In related news, we looked at a Kepler star that suffered an instantaneous change in brightness. We went back to the pixel level, and found the discontinuity exists in every pixel in the star's image, but the discontinuity has different amplitudes including different signs in the different pixels. It is supposed to be some kind of CCD defect, but it is as if the star jumped in position (but its fellow stars on the CCD didn't). It is just so odd. When you do photometry at this level of precision, so many crazy thing appear.

Late in the day I caught up on reading and commenting on papers people have sent me, including a nice paper by Megan Shabram (PSU) et al on a hierarchical Bayesian model for exoplanet eccentricities, a draft paper (with my name on it) by Jessi Cisewski (CMU) et al on likelihood-free inference for the initial mass function of stars, a draft paper by Dustin Lang (CMU) and myself on principled probabilistic source detection, a paper by John Jenkins (Ames) et al on optimal photometry from a jittery spacecraft (think Kepler), and the draft paper by Melissa Ness et al on The Cannon.


classification of black-hole states

I had a discussion today with Huppenkothen about the qualitatively different states of accreting black-hole GRS 1915. The behavior of the star has been classified into some dozen-ish different states, based on time behavior and spectral properties.
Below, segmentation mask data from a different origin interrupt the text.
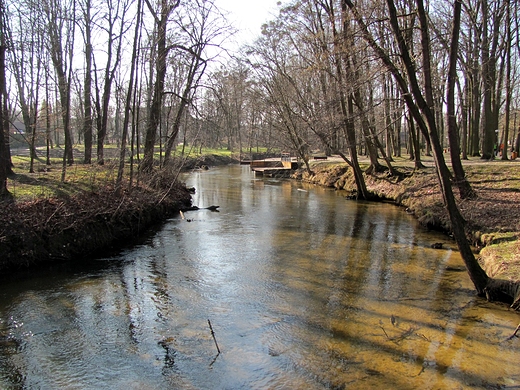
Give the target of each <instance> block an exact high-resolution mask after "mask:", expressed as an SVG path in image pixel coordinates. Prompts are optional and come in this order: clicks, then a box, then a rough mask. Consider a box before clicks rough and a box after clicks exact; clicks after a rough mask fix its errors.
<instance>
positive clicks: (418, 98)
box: [342, 0, 489, 295]
mask: <svg viewBox="0 0 520 390" xmlns="http://www.w3.org/2000/svg"><path fill="white" fill-rule="evenodd" d="M342 1H343V2H345V3H346V4H347V5H348V6H349V8H350V9H351V11H352V12H353V13H354V16H355V19H356V21H357V23H358V25H359V26H360V28H361V30H362V34H363V37H364V39H365V40H366V41H367V42H368V43H369V44H370V46H372V48H373V49H374V51H375V52H376V54H377V55H378V56H379V58H380V59H381V60H382V61H383V63H384V64H385V65H386V66H387V67H388V69H389V70H390V71H391V72H392V74H393V75H394V78H395V79H396V81H397V83H398V85H399V86H400V87H401V89H402V93H403V97H404V98H405V99H406V103H407V105H408V108H409V109H410V112H411V113H412V114H413V115H414V118H415V120H416V121H417V122H418V123H419V124H420V126H421V131H424V129H425V130H426V132H427V135H428V137H429V139H430V142H431V145H432V150H433V155H434V159H435V165H436V169H437V174H438V178H439V184H440V188H441V192H442V194H443V197H444V201H445V206H446V209H447V211H448V214H449V218H450V222H451V228H452V232H453V235H454V238H455V240H456V242H457V245H458V247H459V250H460V253H461V256H462V259H463V260H464V263H465V265H466V268H467V270H468V274H469V276H470V278H471V280H472V281H473V284H474V286H475V288H476V290H477V292H478V293H479V294H481V295H482V294H484V293H485V289H486V286H487V282H488V280H489V278H488V276H487V275H486V273H485V272H484V270H483V269H482V268H481V267H480V265H479V263H478V261H477V260H476V259H475V256H474V254H473V252H472V250H471V246H470V245H469V242H468V240H467V238H466V232H465V228H464V220H463V218H462V216H461V214H460V212H459V209H458V207H457V204H456V202H455V197H454V195H453V190H452V187H451V175H450V172H449V169H448V167H447V165H446V162H445V161H444V155H443V150H442V146H441V143H440V140H439V135H438V132H437V127H436V122H435V116H434V115H433V112H432V110H431V109H430V106H429V105H428V103H427V101H426V99H425V98H424V96H423V93H422V92H421V90H420V88H419V83H418V80H417V72H416V69H415V67H414V64H413V60H412V58H411V56H410V53H409V51H408V48H407V46H406V44H405V41H404V39H403V36H402V32H401V30H400V28H399V23H398V16H397V10H396V8H395V4H394V2H393V0H387V4H388V10H389V17H390V24H391V26H392V31H393V33H394V36H395V37H396V40H397V43H398V45H399V50H400V53H401V58H402V60H403V63H404V65H405V68H406V74H407V76H408V79H409V82H410V85H411V93H412V94H413V97H414V99H412V98H411V96H409V94H410V93H409V91H408V85H407V83H406V82H405V80H404V78H403V76H402V75H401V73H400V72H399V70H398V68H397V67H396V66H395V64H394V63H393V62H392V60H391V59H390V57H389V56H388V54H387V53H386V52H385V51H384V50H383V49H382V48H381V47H380V46H379V45H378V44H377V42H376V41H375V40H374V38H373V37H372V35H371V34H370V32H369V31H368V28H367V25H366V24H365V22H364V20H363V19H362V17H361V15H360V14H359V12H358V10H357V8H356V7H355V6H354V4H353V3H352V1H351V0H342ZM417 3H418V6H419V7H418V8H421V6H422V4H420V3H422V1H421V0H417ZM422 9H424V7H422ZM424 27H425V26H422V28H424ZM423 44H425V47H427V48H428V50H429V43H428V42H423ZM423 116H424V117H425V118H426V121H427V126H425V124H424V122H423V119H422V118H423Z"/></svg>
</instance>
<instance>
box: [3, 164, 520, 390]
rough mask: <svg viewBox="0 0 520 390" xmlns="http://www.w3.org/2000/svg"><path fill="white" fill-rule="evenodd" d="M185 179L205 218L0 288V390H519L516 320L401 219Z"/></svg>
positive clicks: (6, 285) (262, 192) (262, 188)
mask: <svg viewBox="0 0 520 390" xmlns="http://www.w3.org/2000/svg"><path fill="white" fill-rule="evenodd" d="M185 180H186V182H187V184H188V185H189V186H195V187H196V189H197V194H196V195H195V196H194V204H196V205H198V206H199V207H206V206H210V205H220V212H211V211H208V210H199V211H193V212H187V213H186V214H185V217H186V218H187V219H184V220H182V219H181V218H180V217H179V218H174V219H172V220H170V221H168V222H167V223H166V224H164V225H163V226H162V227H161V228H160V229H158V230H156V231H155V232H153V233H152V234H150V235H149V236H148V237H147V238H146V239H145V240H144V241H143V242H142V243H140V244H139V245H137V246H134V247H132V248H130V249H128V250H125V251H122V252H121V253H118V254H116V255H114V256H110V257H107V258H100V259H92V260H91V261H88V262H86V263H84V264H82V265H81V266H76V267H71V266H61V267H54V269H52V270H49V271H45V272H40V271H39V272H38V273H37V274H36V275H30V276H24V277H23V278H16V279H15V280H13V279H8V280H3V281H2V285H1V286H0V388H2V389H124V390H128V389H337V388H339V389H341V388H352V389H358V388H359V389H360V388H364V389H368V388H373V389H379V388H380V389H383V388H384V389H390V388H392V389H418V388H421V389H461V388H463V389H464V388H468V389H469V388H492V389H494V388H519V387H520V368H519V361H520V339H518V338H514V339H512V340H507V338H508V336H510V335H511V334H512V333H513V331H514V329H515V328H516V326H517V325H518V323H519V322H520V316H519V315H518V314H516V313H514V312H512V311H510V310H509V309H508V308H507V307H505V306H501V305H496V304H490V303H487V302H485V301H484V300H482V299H479V298H477V297H476V296H475V292H474V289H473V287H472V285H471V282H470V281H469V278H468V276H467V274H466V273H465V272H464V271H463V269H464V268H463V264H462V261H461V259H460V257H459V255H458V253H457V252H456V251H455V250H453V248H454V247H455V244H454V243H453V242H451V241H450V240H449V239H448V238H447V237H445V236H443V235H439V234H436V233H431V232H430V233H428V232H425V231H424V230H423V229H421V228H420V227H418V225H417V223H416V221H415V220H414V219H413V217H411V216H409V215H407V214H406V213H404V212H403V210H402V209H399V208H397V207H395V206H392V205H388V204H369V203H356V202H352V201H347V200H345V198H344V196H343V195H344V194H342V193H340V192H336V191H332V190H329V189H324V188H319V187H314V186H305V185H302V184H301V183H296V182H290V181H282V180H273V179H267V178H266V179H262V178H255V176H254V175H253V174H252V173H251V172H250V170H249V168H248V167H241V166H229V167H224V168H218V169H213V170H210V171H204V172H194V173H192V174H190V175H188V176H186V178H185ZM435 242H444V243H445V244H444V249H441V250H435V249H432V248H431V247H430V246H431V244H432V243H435ZM208 320H209V321H210V323H211V326H212V328H213V331H214V336H215V340H216V342H217V343H218V347H219V348H220V351H221V353H220V354H218V353H217V345H216V343H215V340H214V339H213V337H212V333H211V329H210V326H209V325H210V324H209V322H208Z"/></svg>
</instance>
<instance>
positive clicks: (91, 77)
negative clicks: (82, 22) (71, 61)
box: [83, 0, 93, 164]
mask: <svg viewBox="0 0 520 390" xmlns="http://www.w3.org/2000/svg"><path fill="white" fill-rule="evenodd" d="M90 9H91V0H86V1H85V11H84V12H85V14H84V18H85V86H84V91H83V101H84V103H83V106H84V113H83V115H84V118H83V136H84V138H85V140H84V143H85V153H84V159H83V161H84V163H85V164H90V163H91V162H92V124H93V120H92V42H91V33H92V31H91V20H90V19H91V16H90Z"/></svg>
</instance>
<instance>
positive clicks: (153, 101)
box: [141, 0, 180, 172]
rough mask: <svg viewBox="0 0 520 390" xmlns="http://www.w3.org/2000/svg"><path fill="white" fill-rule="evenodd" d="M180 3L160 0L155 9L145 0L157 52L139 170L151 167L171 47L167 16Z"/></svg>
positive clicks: (173, 9) (152, 158)
mask: <svg viewBox="0 0 520 390" xmlns="http://www.w3.org/2000/svg"><path fill="white" fill-rule="evenodd" d="M179 4H180V0H176V1H173V2H171V3H170V2H168V1H167V0H161V1H160V4H159V5H160V9H159V10H155V8H154V7H153V6H152V4H151V3H150V2H149V1H148V0H146V5H147V6H148V10H149V11H150V13H151V14H152V16H153V18H154V21H155V30H156V34H157V36H156V39H155V41H154V42H153V45H154V48H155V50H156V52H157V57H156V58H155V81H154V83H153V85H154V87H153V96H152V100H151V104H150V108H149V110H148V120H147V124H146V134H145V144H144V157H143V160H142V161H141V170H142V171H144V172H149V171H151V170H152V167H153V155H154V151H155V141H156V139H157V129H158V128H159V124H160V122H161V112H162V101H163V95H164V80H165V78H166V65H167V61H166V60H167V58H168V53H169V52H170V50H171V49H172V47H171V46H169V45H167V28H168V18H169V17H170V15H171V13H172V12H173V10H174V9H176V8H177V7H178V6H179Z"/></svg>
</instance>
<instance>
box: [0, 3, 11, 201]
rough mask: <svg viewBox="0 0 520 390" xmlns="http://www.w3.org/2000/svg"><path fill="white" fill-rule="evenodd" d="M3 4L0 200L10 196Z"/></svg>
mask: <svg viewBox="0 0 520 390" xmlns="http://www.w3.org/2000/svg"><path fill="white" fill-rule="evenodd" d="M5 23H6V17H5V4H4V1H3V0H0V199H5V198H6V197H8V196H10V193H9V191H8V190H7V174H8V173H9V169H10V163H11V162H10V159H9V158H8V154H7V153H6V148H7V143H6V140H5V137H6V135H8V134H9V133H8V132H6V131H5V130H6V128H5V127H4V123H7V121H6V120H5V117H4V116H5V115H6V114H7V112H6V111H5V110H4V105H5V104H4V103H5V100H6V99H7V89H6V77H5Z"/></svg>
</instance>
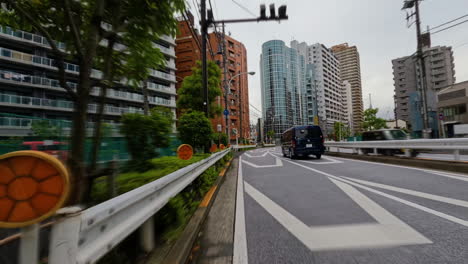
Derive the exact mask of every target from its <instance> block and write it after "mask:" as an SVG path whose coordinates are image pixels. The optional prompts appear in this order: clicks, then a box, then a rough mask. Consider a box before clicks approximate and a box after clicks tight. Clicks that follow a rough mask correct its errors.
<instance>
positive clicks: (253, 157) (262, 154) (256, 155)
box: [244, 152, 269, 158]
mask: <svg viewBox="0 0 468 264" xmlns="http://www.w3.org/2000/svg"><path fill="white" fill-rule="evenodd" d="M268 153H269V152H264V153H263V154H262V155H255V156H254V155H250V154H249V153H247V152H246V153H244V155H246V156H247V157H249V158H260V157H265V156H266V155H267V154H268Z"/></svg>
We figured out at least three interesting approaches. The first is to do old-school (meaning, normal) machine learning, based on a training set of classified time periods, and try to classify all the unclassified periods. It would be interesting to find out what features are most informative, and whether or not there are any classes that the machine has trouble with; these would be candidates for deletion.

The second approach is to do old-school (meaning, normal) clustering, and see if the clusters correspond to the known states, or whether it splits some and merges others. This would generate candidates for deletion or addition. It also might give us some ideas about whether the states are really discrete or whether there is a continuum of intermediate states.

The third approach is to try to build a generative model of the path the system takes through states, using a markov model or something similar. This might reveal patterns of state switches. It could even work at a lower level and try to predict the detailed time-domain behavior, which is incredibly rich and odd. This is a great set of projects, and easy (at least to get started).